This novel is a delight, a witty and sexy send-up of parenthood among the urban well-to-dos. "Motherland" refers to the familiar terrain "of child rearing and nurturing and nonstop care." It's the backdrop against which Amy Sohn's cast of self-absorbed 30-something parents fantasize about media celebrities and obsess about self-image as they (or their nannies) wheel their strollers through their fashionable Brooklyn neighborhood of Park Slope.

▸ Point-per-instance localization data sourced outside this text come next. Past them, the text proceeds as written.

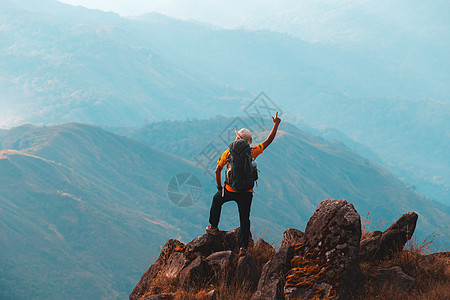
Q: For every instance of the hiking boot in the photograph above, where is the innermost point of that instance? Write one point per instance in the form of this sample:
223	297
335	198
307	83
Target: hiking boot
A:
212	230
243	251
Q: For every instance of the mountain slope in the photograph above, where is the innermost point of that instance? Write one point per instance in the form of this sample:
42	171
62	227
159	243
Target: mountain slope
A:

Sohn deeply enjoys her characters and carefully develops them. She focuses on five, who suggest the different flavors of angst. It's tempting to situate Sohn's alter ego in Rebecca, a generally sensible retro clothing store owner with a responsible husband and two children. Yet Sohn plunks all of her characters into painfully comic situations, and Rebecca is no exception. Rebecca's younger son has bright red hair, as did her lover, an Australian movie star, whom she met at her food coop. Her efforts to disguise the boy's parentage from her husband form one of the novel's threads.

Another involves Melora (former film star trying Broadway, one adopted child), whose testy attitude has alienated everyone in the show. More pathetic are the men that Sohn features: Gottlieb (film school owner, two children), who abandons any sense of real life, and Marco (gay English teacher, two children), who tries to balance his parental chores and his addictions. These Brooklynites, so uncomfortable in their own skins, could easily become players in a tragedy, but Sohn's inventive plotting and sense of fun work to rescue the characters from themselves. If she does not afford them much dignity, she treats them with kindness and grace, offering them better than they have any right to expect.